Business Day (Johannesburg)

South Africa: Malema is Not Exogenous

editorial

Johannesburg — There's no doubting Finance Minister Pravin Gordhan means it when he promises us fiscal prudence. But still, that's a hell of a bet he took in his budget statement on Tuesday.

Remember, he said, government debt as a percentage of GDP would rise from 23% this last March to 41% by 2013. Interest alone on that debt will rise from R54bn a year now to almost R100bn in four years' time. And the solution? "We will bring the borrowing requirement down again in the years ahead, as economic growth improves," said Gordhan.

But a lot can happen "in the years ahead" that not even Gordhan can predict or prevent. While we trust that the money he plans to borrow will be put to good use, it still means our country is going to be placed in an extremely vulnerable position until the debt is wrestled down again.

Which is where Julius Malema comes in. The ANC Youth League president, recently endorsed by President Jacob Zuma as a future ANC leader, wants to nationalise the mines.
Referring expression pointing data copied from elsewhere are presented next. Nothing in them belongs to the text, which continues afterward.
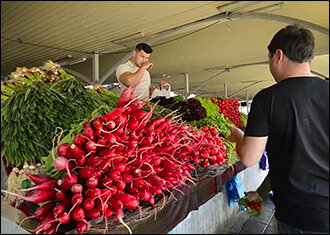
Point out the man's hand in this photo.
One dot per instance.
(236, 134)
(147, 66)
(165, 86)
(252, 195)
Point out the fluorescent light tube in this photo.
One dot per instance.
(235, 5)
(270, 8)
(129, 38)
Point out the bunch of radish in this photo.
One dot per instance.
(229, 108)
(119, 160)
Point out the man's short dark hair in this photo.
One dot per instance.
(296, 42)
(144, 47)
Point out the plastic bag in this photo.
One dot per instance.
(263, 163)
(234, 190)
(162, 91)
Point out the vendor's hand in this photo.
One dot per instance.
(147, 66)
(252, 195)
(236, 134)
(165, 86)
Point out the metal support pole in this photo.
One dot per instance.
(226, 90)
(186, 82)
(247, 101)
(96, 68)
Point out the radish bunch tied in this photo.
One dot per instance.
(126, 157)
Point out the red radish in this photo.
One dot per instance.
(91, 147)
(114, 175)
(125, 97)
(81, 161)
(37, 196)
(111, 125)
(41, 211)
(92, 192)
(77, 199)
(127, 178)
(78, 213)
(108, 212)
(129, 201)
(133, 124)
(80, 140)
(94, 213)
(76, 188)
(47, 185)
(76, 151)
(68, 181)
(120, 185)
(92, 182)
(88, 203)
(39, 179)
(58, 209)
(51, 229)
(45, 223)
(64, 218)
(85, 173)
(63, 150)
(119, 215)
(65, 202)
(81, 227)
(116, 203)
(137, 172)
(97, 123)
(119, 166)
(105, 193)
(60, 163)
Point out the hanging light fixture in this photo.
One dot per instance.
(236, 5)
(270, 8)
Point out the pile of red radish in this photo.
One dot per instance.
(121, 159)
(229, 108)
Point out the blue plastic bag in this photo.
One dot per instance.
(263, 163)
(234, 190)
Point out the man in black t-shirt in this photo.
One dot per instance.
(290, 120)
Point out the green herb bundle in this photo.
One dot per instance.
(29, 117)
(210, 107)
(244, 119)
(218, 121)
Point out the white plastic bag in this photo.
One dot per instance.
(162, 91)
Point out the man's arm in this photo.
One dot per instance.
(133, 79)
(249, 149)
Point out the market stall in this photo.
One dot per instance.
(105, 150)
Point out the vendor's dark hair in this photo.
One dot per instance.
(143, 46)
(296, 42)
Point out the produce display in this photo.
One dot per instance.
(82, 154)
(229, 108)
(120, 159)
(251, 208)
(33, 104)
(216, 120)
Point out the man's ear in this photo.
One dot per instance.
(279, 55)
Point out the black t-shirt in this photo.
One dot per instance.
(294, 114)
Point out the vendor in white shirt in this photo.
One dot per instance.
(135, 72)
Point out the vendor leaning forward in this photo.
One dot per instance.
(135, 72)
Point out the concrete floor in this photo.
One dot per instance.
(265, 224)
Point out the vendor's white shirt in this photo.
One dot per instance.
(143, 87)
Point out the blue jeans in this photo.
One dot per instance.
(286, 229)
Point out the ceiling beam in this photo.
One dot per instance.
(79, 75)
(218, 17)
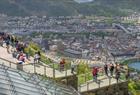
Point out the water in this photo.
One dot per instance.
(135, 65)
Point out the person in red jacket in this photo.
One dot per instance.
(95, 73)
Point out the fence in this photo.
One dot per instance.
(41, 69)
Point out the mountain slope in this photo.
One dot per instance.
(68, 7)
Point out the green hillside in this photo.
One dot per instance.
(68, 7)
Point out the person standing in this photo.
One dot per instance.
(111, 69)
(117, 72)
(62, 64)
(72, 67)
(95, 73)
(106, 69)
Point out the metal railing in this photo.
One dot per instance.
(39, 68)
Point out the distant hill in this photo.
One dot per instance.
(68, 7)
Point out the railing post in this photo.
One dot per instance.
(45, 70)
(53, 71)
(34, 68)
(99, 84)
(10, 64)
(109, 80)
(85, 77)
(87, 86)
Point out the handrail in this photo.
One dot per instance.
(7, 60)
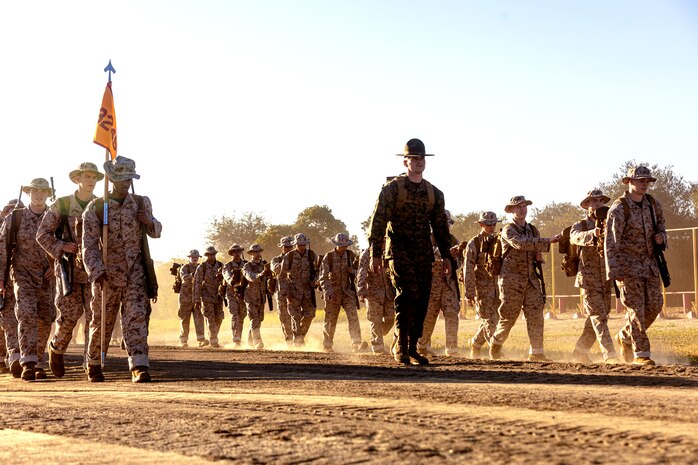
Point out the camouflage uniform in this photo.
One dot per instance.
(77, 303)
(338, 291)
(380, 300)
(34, 308)
(482, 288)
(519, 289)
(125, 284)
(281, 303)
(409, 250)
(443, 298)
(207, 280)
(596, 289)
(232, 272)
(255, 297)
(187, 310)
(8, 323)
(295, 278)
(629, 256)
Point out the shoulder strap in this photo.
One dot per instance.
(16, 223)
(64, 205)
(652, 214)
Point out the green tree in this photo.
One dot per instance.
(227, 230)
(554, 217)
(319, 225)
(269, 239)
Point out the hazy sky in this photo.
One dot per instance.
(274, 106)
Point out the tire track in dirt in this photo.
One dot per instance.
(264, 427)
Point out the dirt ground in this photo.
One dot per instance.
(295, 407)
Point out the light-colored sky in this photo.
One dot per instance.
(274, 106)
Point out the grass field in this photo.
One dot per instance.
(674, 339)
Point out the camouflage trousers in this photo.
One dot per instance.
(381, 317)
(412, 282)
(441, 299)
(284, 317)
(70, 309)
(186, 312)
(213, 312)
(302, 312)
(516, 295)
(486, 305)
(35, 312)
(237, 311)
(597, 303)
(642, 298)
(131, 300)
(8, 323)
(255, 312)
(348, 303)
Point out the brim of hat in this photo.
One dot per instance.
(627, 179)
(75, 173)
(510, 206)
(116, 177)
(27, 189)
(584, 202)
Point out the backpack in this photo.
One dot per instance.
(495, 258)
(151, 281)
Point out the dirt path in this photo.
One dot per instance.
(300, 407)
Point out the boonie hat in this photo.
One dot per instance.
(594, 194)
(414, 148)
(38, 184)
(255, 248)
(85, 167)
(300, 239)
(638, 172)
(235, 248)
(517, 200)
(488, 218)
(341, 240)
(121, 169)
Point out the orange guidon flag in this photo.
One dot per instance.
(105, 134)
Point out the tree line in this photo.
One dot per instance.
(678, 196)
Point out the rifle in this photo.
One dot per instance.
(312, 267)
(10, 245)
(538, 271)
(659, 253)
(66, 263)
(174, 271)
(601, 214)
(151, 280)
(267, 292)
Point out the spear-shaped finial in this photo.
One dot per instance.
(110, 69)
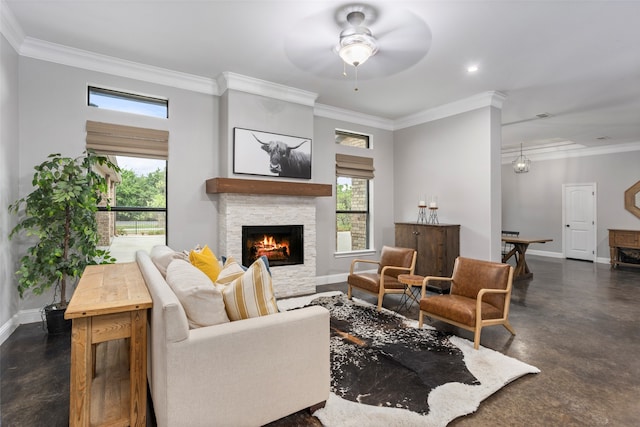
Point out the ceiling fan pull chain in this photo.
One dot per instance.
(355, 89)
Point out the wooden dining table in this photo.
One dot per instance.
(520, 246)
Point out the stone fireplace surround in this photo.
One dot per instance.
(252, 202)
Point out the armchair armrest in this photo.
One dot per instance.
(427, 279)
(356, 261)
(482, 292)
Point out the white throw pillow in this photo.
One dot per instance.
(162, 255)
(248, 293)
(201, 300)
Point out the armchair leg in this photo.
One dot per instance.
(509, 327)
(476, 338)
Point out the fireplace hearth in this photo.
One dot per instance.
(281, 244)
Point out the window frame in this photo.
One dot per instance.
(367, 213)
(353, 134)
(134, 98)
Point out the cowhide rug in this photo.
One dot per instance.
(385, 371)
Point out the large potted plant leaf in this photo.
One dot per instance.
(59, 218)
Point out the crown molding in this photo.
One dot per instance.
(228, 80)
(481, 100)
(64, 55)
(10, 28)
(342, 114)
(577, 152)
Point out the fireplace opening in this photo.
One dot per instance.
(281, 244)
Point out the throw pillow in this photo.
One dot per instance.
(206, 261)
(250, 294)
(202, 301)
(162, 255)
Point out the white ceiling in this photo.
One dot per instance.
(579, 61)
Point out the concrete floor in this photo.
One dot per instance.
(578, 322)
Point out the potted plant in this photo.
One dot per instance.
(59, 216)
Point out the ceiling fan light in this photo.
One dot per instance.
(521, 164)
(356, 54)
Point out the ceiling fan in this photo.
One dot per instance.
(389, 41)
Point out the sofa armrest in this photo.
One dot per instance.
(248, 372)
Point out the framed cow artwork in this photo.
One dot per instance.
(271, 154)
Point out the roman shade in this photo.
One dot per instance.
(127, 140)
(354, 166)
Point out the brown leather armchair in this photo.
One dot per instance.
(393, 262)
(480, 296)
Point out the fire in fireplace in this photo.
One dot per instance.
(281, 244)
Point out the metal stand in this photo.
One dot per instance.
(433, 216)
(422, 214)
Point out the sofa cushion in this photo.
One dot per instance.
(202, 301)
(248, 293)
(162, 255)
(206, 261)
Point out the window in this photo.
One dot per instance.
(138, 215)
(128, 102)
(352, 214)
(352, 139)
(354, 176)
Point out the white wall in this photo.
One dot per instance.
(8, 184)
(532, 202)
(53, 112)
(452, 159)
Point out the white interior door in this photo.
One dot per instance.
(579, 221)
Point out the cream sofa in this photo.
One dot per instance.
(242, 373)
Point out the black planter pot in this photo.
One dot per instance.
(56, 323)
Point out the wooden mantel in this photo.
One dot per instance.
(255, 186)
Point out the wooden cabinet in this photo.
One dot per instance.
(438, 245)
(623, 239)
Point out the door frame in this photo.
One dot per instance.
(594, 189)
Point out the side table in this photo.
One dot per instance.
(110, 303)
(412, 282)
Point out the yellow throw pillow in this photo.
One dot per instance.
(206, 261)
(250, 294)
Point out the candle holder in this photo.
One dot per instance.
(422, 214)
(433, 215)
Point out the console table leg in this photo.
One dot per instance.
(81, 373)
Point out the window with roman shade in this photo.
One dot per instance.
(138, 193)
(127, 140)
(354, 175)
(354, 166)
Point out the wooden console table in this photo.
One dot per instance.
(519, 250)
(623, 239)
(110, 303)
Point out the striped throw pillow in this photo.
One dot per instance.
(249, 294)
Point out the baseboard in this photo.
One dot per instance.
(30, 316)
(7, 329)
(545, 253)
(330, 279)
(20, 318)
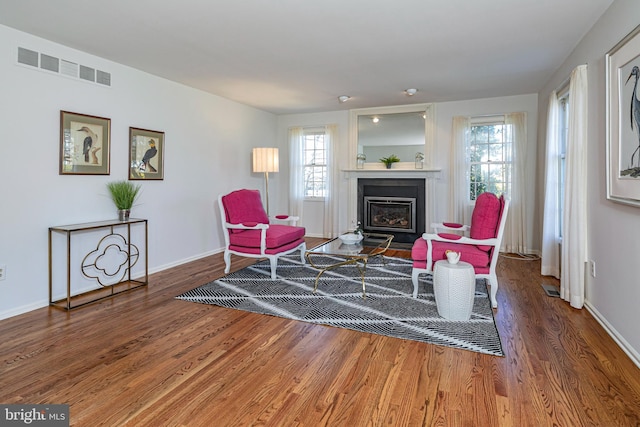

If he makes that happen Gordhan is unlikely ever to see his "years ahead".

We are all (media included) obliged in SA to be careful what we say. And we do not ask that Malema be hammered by Zuma for his calls for nationalisation.

But as it is clear the young man is indeed going to be with us for a long time, a way has to be found to induct him into the secrets of economics. The main one is that money doesn't grow on trees. You have to pay your own way in the world. If you borrow too much, you end up paying so much interest there's no money for anything else.

Nationalisation, even partial, would divert money away from people who need it. Our mines make profits that pay taxes that build schools and hospitals. Much that can go wrong in the years ahead is out of our hands, but not this.

Malema is clearly a gifted politician, but his repeated talk of nationalisation is needlessly reckless. Someone really needs to have a talk with him before he does himself and the rest of us a serious injury.